En réalité, à y regarder de plus près, l'Eglise ne s'est jamais prononcée très clairement sur l'existence des limbes, même s'ils ont été rendus célèbres par le quatrième chant de « La Divine Comédie », de Dante.

Pour le père Ladaria, professeur de théologie de l'Université grégorienne de Rome, la doctrine des limbes remonte au Moyen Age et au concile de Latran IV, en 1215, point d'orgue de la réforme grégorienne. Mais on en retrouve aussi d'abondantes traces dans les écrits de saint Thomas et de saint Augustin. Pour l'expert en théologie morale Gianni Cioli, « le concept de limbes est né pour répondre à la vision selon laquelle les enfants morts avant d'avoir reçu le baptême étaient destinés à l'enfer ». Mais aujourd'hui « l'idée que des innocents puissent, sans avoir commis la moindre faute, être exclus de la vision béatifique de Dieu répugne à notre sensibilité ».

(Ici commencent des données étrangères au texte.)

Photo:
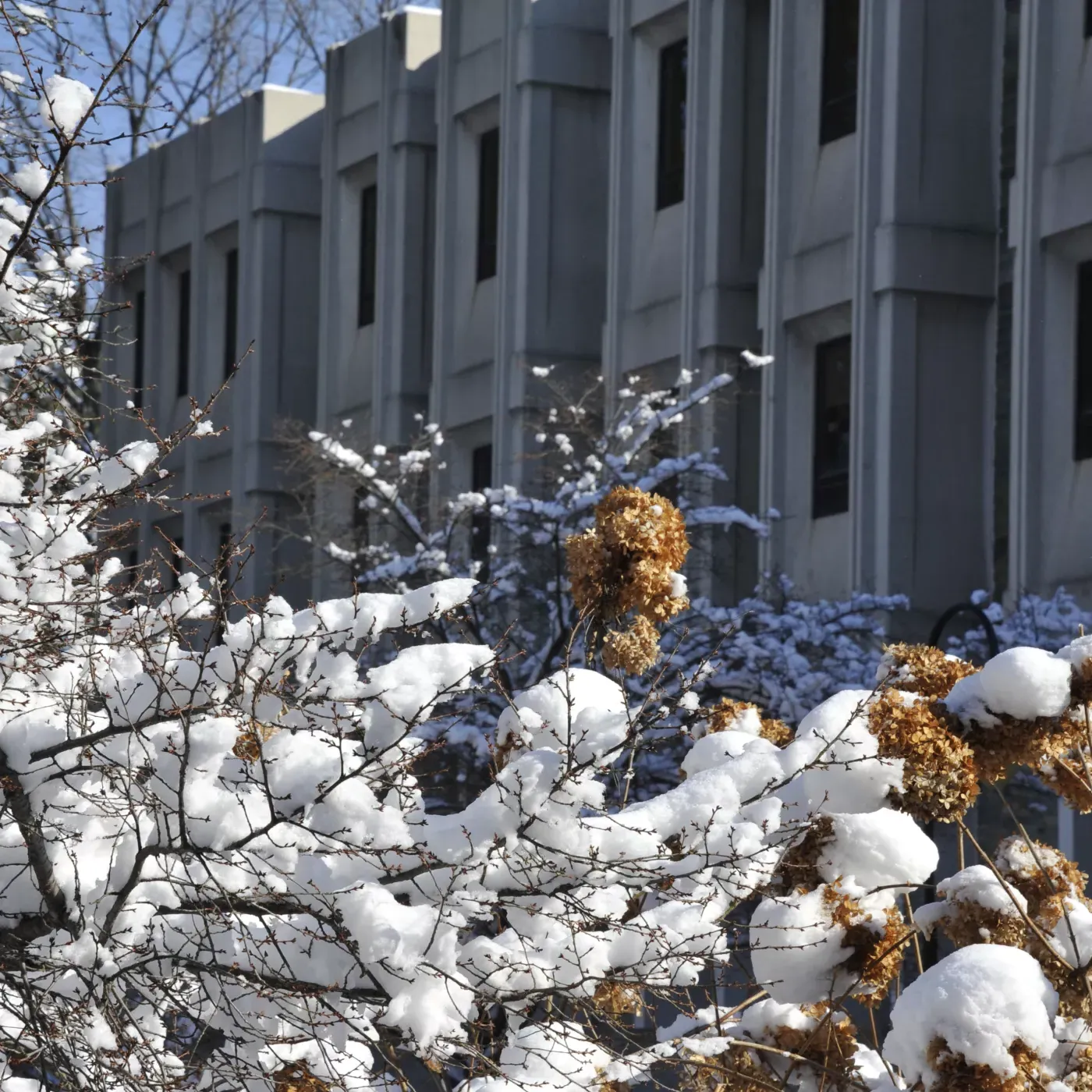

Selon l'historien des religions Giovanni Filoramo - auteur de la préface d'un ouvrage de Pierre- Antoine Bernheim (fils d'Antoine) sur le paradis -, l'affaire est délicate. Car on ne touche pas aux limbes sans remettre en cause « l'un des cadres conceptuels les plus confortables de notre vie fragile : celui de l'incertitude et du doute ».